Mental Health

Speaker Sex Affects Language Processing

By Christine Hsu | Update Date: Nov 19, 2013 06:58 PM EST

The sex of speakers may affect the way we process what they're saying, according to a new study.

Researchers at the University of Kansas found that the sex of a speaker affected how quickly listeners identified words grammatically that there was evidence that even higher-level processes are affected by the speaker.

Using Spanish words, which have grammatical gender, researchers found that the sex of a speaker affected how fast and accurately listeners could identify a list of Spanish words as masculine or feminine.

The findings revealed that participants were slower and less grammatically correct when there was a mismatch between the sex of the speaker and the gender of the word.

Researchers said the latest findings are surprising because grammar and syntax have been thought for decades to be automatic and untouchable by other brain processes.
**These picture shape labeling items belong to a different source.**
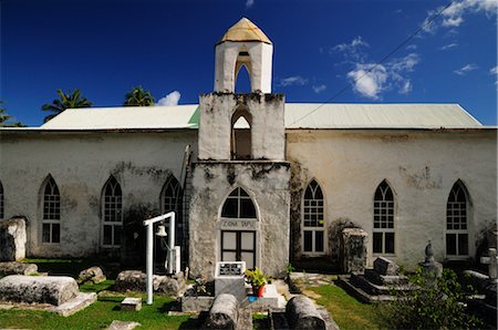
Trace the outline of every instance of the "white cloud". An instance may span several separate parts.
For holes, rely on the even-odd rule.
[[[453,42],[453,43],[448,43],[448,44],[443,45],[442,48],[439,48],[439,50],[440,51],[447,51],[447,50],[454,49],[456,47],[458,47],[458,43]]]
[[[178,105],[178,101],[181,97],[181,94],[178,91],[173,91],[166,96],[159,99],[157,101],[156,105],[158,106],[172,106],[172,105]]]
[[[301,75],[288,76],[288,78],[283,78],[280,80],[280,85],[284,86],[284,87],[292,86],[292,85],[302,86],[302,85],[305,85],[307,83],[308,83],[308,79],[304,79]]]
[[[461,66],[458,70],[455,70],[454,72],[458,75],[466,75],[468,72],[476,70],[478,66],[474,63],[467,64]]]
[[[321,92],[323,92],[324,90],[326,90],[326,86],[325,85],[318,85],[318,86],[312,86],[313,87],[313,91],[318,94],[318,93],[321,93]]]
[[[485,13],[488,18],[490,18],[496,16],[497,7],[498,0],[455,0],[440,13],[440,18],[436,18],[430,23],[428,23],[429,19],[439,12],[443,7],[439,7],[436,10],[429,10],[422,28],[426,32],[435,32],[439,24],[446,28],[457,28],[465,22],[464,17],[466,14]]]
[[[339,52],[344,55],[346,60],[362,61],[366,54],[363,49],[369,48],[370,44],[360,35],[354,38],[350,43],[340,43],[329,49],[329,53]]]
[[[412,82],[407,74],[414,71],[419,62],[418,54],[411,53],[404,58],[393,59],[385,64],[356,63],[347,78],[353,83],[353,89],[362,96],[378,100],[384,91],[396,89],[401,94],[412,91]]]

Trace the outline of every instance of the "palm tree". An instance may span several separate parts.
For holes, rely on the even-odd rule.
[[[10,124],[6,124],[6,122],[12,120],[13,117],[9,115],[6,109],[1,105],[3,101],[0,101],[0,127],[24,127],[20,122],[13,122]]]
[[[154,106],[154,97],[149,91],[144,91],[142,86],[133,87],[125,95],[125,106]]]
[[[79,89],[74,90],[74,92],[71,92],[71,90],[68,91],[68,94],[62,92],[62,90],[58,90],[59,100],[55,99],[52,101],[52,103],[46,103],[42,105],[43,111],[52,111],[53,114],[49,114],[44,122],[46,123],[58,114],[62,113],[66,109],[75,109],[75,107],[90,107],[92,106],[92,102],[89,101],[86,97],[81,96],[81,91]]]

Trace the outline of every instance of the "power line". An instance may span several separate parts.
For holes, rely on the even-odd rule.
[[[397,47],[395,47],[391,52],[388,52],[384,58],[382,58],[381,61],[378,61],[377,63],[375,63],[375,65],[373,65],[371,69],[369,69],[365,73],[363,73],[360,78],[355,79],[353,81],[353,83],[357,83],[360,80],[362,80],[365,75],[372,73],[378,65],[381,65],[385,60],[387,60],[392,54],[394,54],[395,52],[397,52],[402,47],[404,47],[406,43],[408,43],[415,35],[417,35],[418,33],[421,33],[422,30],[424,30],[426,27],[428,27],[435,19],[437,19],[446,9],[448,9],[449,6],[452,6],[455,2],[455,0],[449,1],[448,4],[446,4],[444,8],[442,8],[438,12],[436,12],[430,19],[426,20],[415,32],[413,32],[412,34],[408,35],[408,38],[406,38],[402,43],[400,43]],[[342,93],[344,93],[346,90],[350,89],[350,85],[345,85],[344,87],[342,87],[339,92],[336,92],[335,94],[333,94],[330,99],[328,99],[325,102],[321,103],[319,106],[317,106],[315,109],[313,109],[312,111],[310,111],[309,113],[307,113],[305,115],[301,116],[300,118],[293,121],[290,125],[295,124],[297,122],[305,118],[307,116],[311,115],[312,113],[314,113],[315,111],[318,111],[320,107],[322,107],[323,105],[332,102],[335,97],[338,97],[339,95],[341,95]]]

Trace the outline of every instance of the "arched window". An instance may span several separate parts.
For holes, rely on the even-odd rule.
[[[111,176],[104,185],[102,202],[102,245],[120,247],[123,229],[123,193],[114,176]]]
[[[0,182],[0,219],[3,219],[3,185]]]
[[[446,204],[446,255],[468,255],[467,196],[464,184],[457,181]]]
[[[166,181],[162,193],[162,207],[163,213],[175,212],[177,213],[176,219],[181,220],[181,202],[184,192],[179,182],[173,175]]]
[[[256,207],[251,197],[242,188],[228,195],[221,208],[222,218],[256,219]]]
[[[241,72],[242,71],[242,72]],[[246,71],[246,72],[243,72]],[[241,74],[245,75],[245,79],[241,79]],[[239,50],[239,54],[237,56],[236,68],[235,68],[235,79],[234,79],[234,91],[238,93],[247,93],[248,91],[252,91],[252,63],[251,56],[247,50],[247,48],[242,47]]]
[[[323,193],[317,181],[312,181],[303,200],[302,247],[304,252],[322,254],[323,244]]]
[[[61,243],[61,195],[52,176],[45,181],[43,192],[42,243]]]
[[[386,181],[374,196],[373,252],[394,254],[394,194]]]
[[[252,116],[247,109],[238,109],[231,116],[231,159],[251,158],[251,125]]]

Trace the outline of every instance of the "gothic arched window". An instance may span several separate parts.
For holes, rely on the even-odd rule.
[[[301,237],[303,251],[322,254],[324,251],[323,193],[314,179],[304,192],[302,214]]]
[[[468,255],[467,195],[465,186],[457,181],[446,203],[446,255]]]
[[[0,182],[0,219],[3,219],[3,185]]]
[[[373,252],[394,254],[394,194],[383,181],[374,196]]]
[[[61,243],[61,195],[52,176],[45,181],[43,192],[42,243]]]
[[[123,193],[114,176],[111,176],[104,185],[102,202],[102,245],[120,247],[123,230]]]
[[[256,219],[256,207],[245,189],[238,187],[228,195],[221,208],[222,218]]]

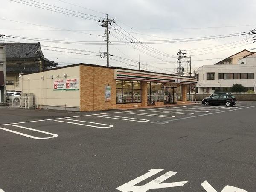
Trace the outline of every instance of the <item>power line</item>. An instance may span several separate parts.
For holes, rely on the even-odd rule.
[[[77,14],[75,14],[74,13],[69,12],[65,12],[64,11],[62,11],[61,10],[57,9],[54,9],[54,8],[52,8],[51,7],[47,7],[46,6],[44,6],[37,4],[36,3],[30,3],[30,2],[26,1],[23,1],[22,0],[19,0],[20,1],[16,1],[14,0],[10,0],[11,1],[13,1],[14,2],[17,3],[20,3],[20,4],[26,5],[28,5],[29,6],[32,6],[32,7],[37,7],[38,8],[42,9],[43,9],[47,10],[48,11],[52,11],[53,12],[56,12],[59,13],[62,13],[63,14],[67,15],[68,15],[73,16],[74,17],[76,17],[81,18],[82,19],[87,19],[89,20],[93,20],[94,21],[96,21],[97,20],[96,20],[96,19],[93,19],[92,18],[83,16],[82,15],[79,15]],[[25,3],[22,3],[22,2],[25,2]],[[28,4],[28,3],[29,3],[29,4]]]
[[[131,28],[128,29],[130,30],[183,30],[183,29],[214,29],[214,28],[224,28],[228,27],[237,27],[246,26],[255,26],[256,24],[250,25],[235,25],[230,26],[215,26],[215,27],[192,27],[192,28]]]
[[[99,11],[95,11],[95,10],[93,10],[93,9],[90,9],[86,8],[83,7],[82,6],[78,6],[77,5],[75,5],[74,4],[70,3],[68,3],[68,2],[67,2],[66,1],[62,1],[62,0],[56,0],[58,1],[60,1],[61,2],[64,3],[67,3],[67,4],[68,4],[69,5],[73,5],[73,6],[76,6],[76,7],[80,7],[81,8],[84,9],[87,9],[87,10],[89,10],[90,11],[92,11],[93,12],[97,12],[97,13],[101,13],[102,14],[105,15],[105,13],[103,13],[102,12],[99,12]]]
[[[75,32],[76,33],[82,33],[84,34],[90,35],[91,35],[100,36],[98,35],[93,34],[92,33],[85,33],[84,32],[79,32],[77,31],[74,31],[74,30],[69,30],[69,29],[61,29],[61,28],[56,28],[56,27],[50,27],[50,26],[46,26],[42,25],[39,25],[38,24],[31,23],[29,23],[24,22],[22,22],[22,21],[17,21],[17,20],[3,19],[2,18],[0,18],[0,20],[6,20],[6,21],[12,21],[12,22],[15,22],[15,23],[23,23],[23,24],[28,24],[29,25],[34,25],[35,26],[43,26],[44,27],[47,27],[47,28],[52,28],[52,29],[60,29],[60,30],[61,30],[63,31],[69,31],[69,32]]]

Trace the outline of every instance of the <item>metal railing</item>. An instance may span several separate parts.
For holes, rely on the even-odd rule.
[[[29,95],[15,97],[13,96],[9,96],[8,98],[8,106],[10,108],[38,108],[38,97]]]

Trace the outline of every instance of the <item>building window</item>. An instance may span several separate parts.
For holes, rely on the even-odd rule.
[[[241,79],[244,79],[244,73],[241,73]]]
[[[207,80],[214,80],[214,73],[206,73],[206,79]]]
[[[241,73],[237,73],[237,79],[241,79]]]
[[[140,81],[116,80],[116,103],[141,102]]]
[[[223,73],[219,73],[219,79],[223,79]]]
[[[157,102],[163,102],[163,86],[161,83],[148,82],[148,99]]]
[[[14,83],[14,81],[6,81],[6,85],[13,85]]]

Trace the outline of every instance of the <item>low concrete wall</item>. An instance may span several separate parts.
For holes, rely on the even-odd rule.
[[[255,94],[234,94],[236,101],[256,101]],[[197,101],[201,101],[209,95],[196,95],[195,98]]]

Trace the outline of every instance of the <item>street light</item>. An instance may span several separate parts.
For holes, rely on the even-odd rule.
[[[38,61],[35,61],[35,62],[40,64],[40,109],[42,109],[42,61],[40,59],[38,59]]]

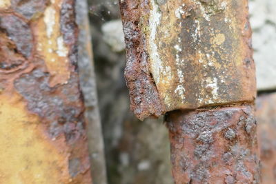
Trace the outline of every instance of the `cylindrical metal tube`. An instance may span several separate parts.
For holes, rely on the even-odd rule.
[[[177,184],[259,183],[252,107],[176,111],[166,123]]]
[[[258,183],[248,1],[119,2],[130,107],[167,113],[177,183]]]

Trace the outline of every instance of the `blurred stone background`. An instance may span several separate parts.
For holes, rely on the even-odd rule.
[[[88,0],[88,3],[108,183],[172,184],[170,146],[162,119],[141,122],[129,110],[118,1]],[[266,99],[266,94],[276,91],[276,1],[250,0],[250,11],[257,86],[262,96],[257,101],[258,108],[262,109],[262,99]],[[266,119],[263,116],[259,121],[276,124],[276,116]],[[269,145],[270,150],[262,147],[263,154],[275,152],[276,142]]]

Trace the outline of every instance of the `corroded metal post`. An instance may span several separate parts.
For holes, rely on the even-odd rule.
[[[258,183],[247,0],[119,2],[130,108],[166,113],[175,182]]]
[[[1,1],[0,28],[0,183],[91,183],[75,1]]]

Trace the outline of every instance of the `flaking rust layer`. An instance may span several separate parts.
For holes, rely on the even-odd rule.
[[[74,0],[0,3],[0,183],[91,183]]]
[[[250,106],[166,117],[177,184],[259,183],[257,124]]]
[[[140,119],[255,98],[247,0],[121,0]]]

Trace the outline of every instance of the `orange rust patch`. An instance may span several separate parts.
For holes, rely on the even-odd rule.
[[[17,94],[0,95],[0,183],[65,183],[68,154],[49,142],[37,116]]]
[[[130,61],[126,78],[140,119],[254,101],[247,0],[125,0],[121,9]]]

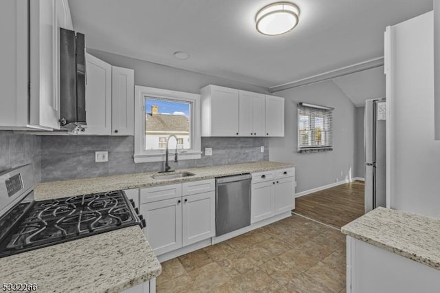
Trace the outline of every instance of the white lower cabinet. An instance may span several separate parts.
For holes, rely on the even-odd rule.
[[[277,180],[275,184],[275,214],[280,214],[295,208],[294,177]]]
[[[174,198],[140,204],[146,221],[144,232],[156,256],[215,235],[214,182],[202,180],[140,190],[141,203],[151,200],[146,198],[147,195],[168,195],[174,191]]]
[[[142,204],[140,212],[146,221],[145,236],[156,255],[182,247],[182,197]]]
[[[183,197],[183,246],[215,235],[215,192]]]
[[[272,181],[252,184],[250,222],[255,223],[275,215],[275,189]]]
[[[252,224],[294,208],[294,169],[252,174]]]
[[[438,293],[440,270],[347,236],[346,292]]]

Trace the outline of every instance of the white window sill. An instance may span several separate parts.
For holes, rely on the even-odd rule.
[[[165,162],[165,153],[152,153],[142,155],[135,155],[135,163],[148,163],[151,162]],[[178,153],[177,160],[196,160],[201,158],[201,151],[192,151],[185,153]],[[174,153],[168,154],[168,160],[170,162],[174,160]]]

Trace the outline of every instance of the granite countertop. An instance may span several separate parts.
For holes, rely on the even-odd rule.
[[[157,174],[157,173],[149,172],[45,182],[40,183],[36,186],[34,191],[34,198],[35,200],[45,200],[74,195],[81,195],[92,193],[202,180],[205,179],[212,179],[216,177],[272,171],[293,166],[294,166],[294,165],[292,164],[263,161],[253,163],[179,169],[178,172],[190,172],[194,173],[195,175],[172,180],[153,179],[151,177],[151,175]]]
[[[380,207],[345,225],[341,231],[440,270],[440,219]]]
[[[1,283],[36,283],[41,292],[119,292],[161,270],[138,226],[0,259]]]

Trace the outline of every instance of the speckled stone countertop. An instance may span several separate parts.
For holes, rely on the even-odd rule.
[[[0,259],[1,283],[36,283],[41,292],[119,292],[161,270],[138,226]]]
[[[440,219],[377,208],[345,225],[341,231],[440,270]]]
[[[233,165],[179,169],[176,172],[187,171],[194,173],[195,175],[171,180],[153,179],[151,177],[151,175],[157,174],[157,173],[151,172],[45,182],[37,185],[34,191],[34,198],[35,200],[45,200],[93,193],[202,180],[204,179],[214,178],[216,177],[272,171],[293,166],[294,166],[294,165],[292,164],[263,161]]]

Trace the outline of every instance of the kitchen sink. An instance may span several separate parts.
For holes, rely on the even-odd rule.
[[[172,173],[170,174],[168,173],[158,173],[151,176],[153,179],[157,179],[160,180],[164,180],[166,179],[175,179],[175,178],[182,178],[184,177],[189,177],[194,176],[195,174],[192,173],[190,172],[179,172],[179,173]]]

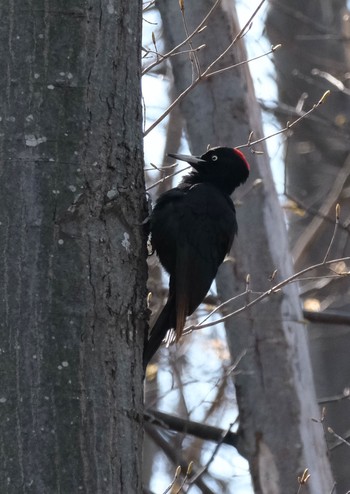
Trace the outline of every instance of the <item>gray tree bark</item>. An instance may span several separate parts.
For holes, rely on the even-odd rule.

However, the latest study suggests that our brains process words using exemplars that contain and index information about both the word and the speaker.

"Our study shows that all that other information does influence not just word recognition processing, but higher-level processes associated with grammar," said Michael Vitevitch, KU professor of psychology, said in a news release.

While linguists and psychologists have debated whether memory is abstract or exemplar, Vitevitch believes that there is evidence for both.

"We didn't evolve to be efficient. We evolved to get the job done," he explained. "We need both systems."

The findings are published in the journal PLOS One.